The Dual Pillars Emerge
The obvious is rarely obvious at first. For years, I developed two disciplines in parallel: personal finance and corporate leadership. At first, they seemed separate. Over time, it became clear they were expressions of the same strategic principle.
The integration was not a creative decision. It was structural. The same thinking that strengthened my leadership sharpened my investment decisions and reinforced long-term capital allocation.
My career became the engine that funded ownership. Strategic thinking and disciplined execution translated directly into stronger portfolios and consistent financial progress.
From that alignment, the two pillars of TIMES8 emerged:
Financial Sovereignty: Converting income into enduring ownership that extends beyond the paycheck.
Career & Leadership: Multiplying results through autonomous teams, positioning, and long-term influence.
When these pillars operate together, they do not simply add value. They compound it. Career generates capital. Capital expands choice. And choice builds sovereignty.
Leaders who build autonomy within their teams gain more than performance metrics. They reclaim time. With time comes perspective. With perspective comes the ability to design a future intentionally.
TIMES8 is built on a simple integration: your career generates capital, capital generates choice, and choice becomes leverage.
At Last, Optionality
After years of intentional construction, I reached something beyond stability: the ability to choose my direction without financial pressure dictating the decision.
As income pressure eased, the question shifted from obligation to design. Not “What must I do?” but “What do I want to build next?”. With that shift came clarity and the understanding that security is only the foundation.
The real goal is optionality: the capacity to shape your trajectory deliberately.
What began as survival evolved into structure. That structure created freedom. And from that freedom, TIMES8 emerged, designed to help professionals build their own architecture of optionality.
Rodrigo Lavrador is a global supply chain executive and founder of TIMES8, with over 20 years of international experience, including 14 years leading high-performance multicultural teams across Latin America, Africa, and the Middle East.

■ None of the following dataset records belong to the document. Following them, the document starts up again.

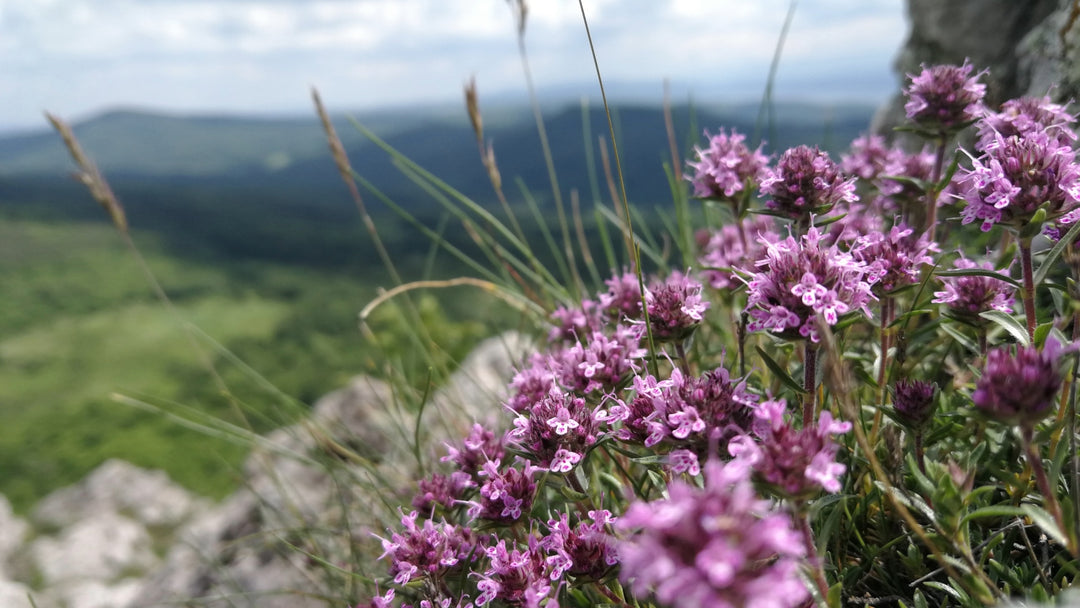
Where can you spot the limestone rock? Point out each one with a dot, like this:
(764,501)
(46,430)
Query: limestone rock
(1028,48)
(13,531)
(98,549)
(147,497)
(15,595)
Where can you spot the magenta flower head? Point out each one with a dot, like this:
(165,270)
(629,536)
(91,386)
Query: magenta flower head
(943,99)
(725,169)
(1018,388)
(431,550)
(734,246)
(797,463)
(966,296)
(1016,177)
(894,258)
(675,307)
(913,402)
(867,159)
(1026,116)
(806,183)
(799,279)
(717,545)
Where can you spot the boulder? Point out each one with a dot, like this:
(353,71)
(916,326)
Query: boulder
(147,497)
(103,548)
(1030,48)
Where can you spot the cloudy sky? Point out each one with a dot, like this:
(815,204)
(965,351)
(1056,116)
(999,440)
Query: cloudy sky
(77,57)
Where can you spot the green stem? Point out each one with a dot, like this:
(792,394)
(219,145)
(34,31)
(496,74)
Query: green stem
(817,568)
(1025,260)
(809,381)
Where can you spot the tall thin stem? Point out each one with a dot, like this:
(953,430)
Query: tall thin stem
(931,220)
(817,568)
(1025,260)
(1049,498)
(809,381)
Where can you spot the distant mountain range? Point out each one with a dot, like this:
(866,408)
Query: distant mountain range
(268,188)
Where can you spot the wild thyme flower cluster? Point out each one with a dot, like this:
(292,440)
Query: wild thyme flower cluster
(719,545)
(734,246)
(797,463)
(806,181)
(632,474)
(799,279)
(1025,117)
(972,294)
(1017,176)
(945,98)
(894,258)
(675,307)
(1018,387)
(726,167)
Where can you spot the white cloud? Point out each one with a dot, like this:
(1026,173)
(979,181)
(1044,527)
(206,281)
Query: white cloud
(259,55)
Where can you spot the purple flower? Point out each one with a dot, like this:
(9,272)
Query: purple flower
(967,296)
(717,545)
(726,166)
(516,577)
(944,98)
(1018,388)
(603,363)
(805,183)
(507,494)
(1026,116)
(736,247)
(675,307)
(585,550)
(476,449)
(799,279)
(905,197)
(893,258)
(430,551)
(914,402)
(687,411)
(555,431)
(1016,176)
(441,490)
(868,158)
(797,463)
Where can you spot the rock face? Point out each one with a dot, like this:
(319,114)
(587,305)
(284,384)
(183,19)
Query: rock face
(1030,48)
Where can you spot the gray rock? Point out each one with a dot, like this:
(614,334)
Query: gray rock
(104,548)
(147,497)
(1027,45)
(15,595)
(13,532)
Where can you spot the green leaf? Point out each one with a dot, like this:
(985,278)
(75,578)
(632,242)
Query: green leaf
(781,374)
(995,511)
(1057,250)
(1009,323)
(833,599)
(980,272)
(1045,522)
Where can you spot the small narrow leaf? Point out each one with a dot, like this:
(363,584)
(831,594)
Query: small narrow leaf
(1057,250)
(1009,323)
(980,272)
(781,374)
(1045,522)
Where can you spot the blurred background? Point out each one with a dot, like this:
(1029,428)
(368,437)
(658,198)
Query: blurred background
(199,115)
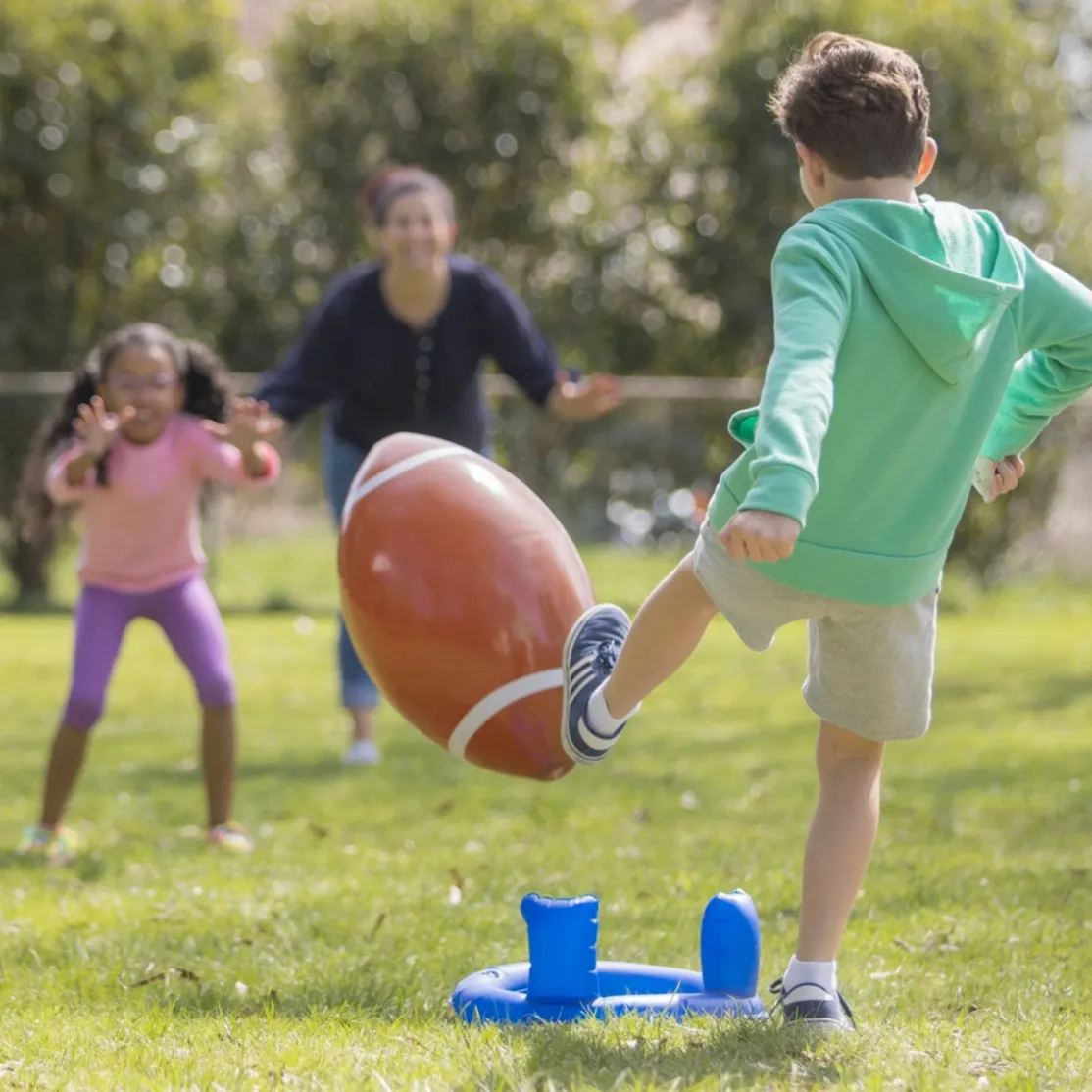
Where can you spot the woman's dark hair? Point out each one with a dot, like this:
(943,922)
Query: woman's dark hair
(209,394)
(389,183)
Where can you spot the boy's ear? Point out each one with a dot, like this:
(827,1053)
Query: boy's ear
(812,164)
(928,161)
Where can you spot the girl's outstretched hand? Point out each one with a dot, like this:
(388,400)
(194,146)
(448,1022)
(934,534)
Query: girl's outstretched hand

He has built his career within leading multinationals across automotive, technology, consumer goods, fragrances, and HVAC, including Robert Bosch, Lenovo, Avon, Genomma Lab, Givaudan, and Daikin, guiding complex operations in dynamic and rapidly evolving markets.
Through this trajectory, Rodrigo recognized the strategic intersection between career and personal capital. From that insight, two proprietary frameworks emerged:
The Leeway Method™, focused on converting income into enduring ownership, and The Lumena Method™, dedicated to developing leaders who multiply results by creating autonomous teams and building a lasting legacy.
Together, these frameworks form the two pillars of TIMES8, integrating career and capital into a coherent strategy for leverage and optionality.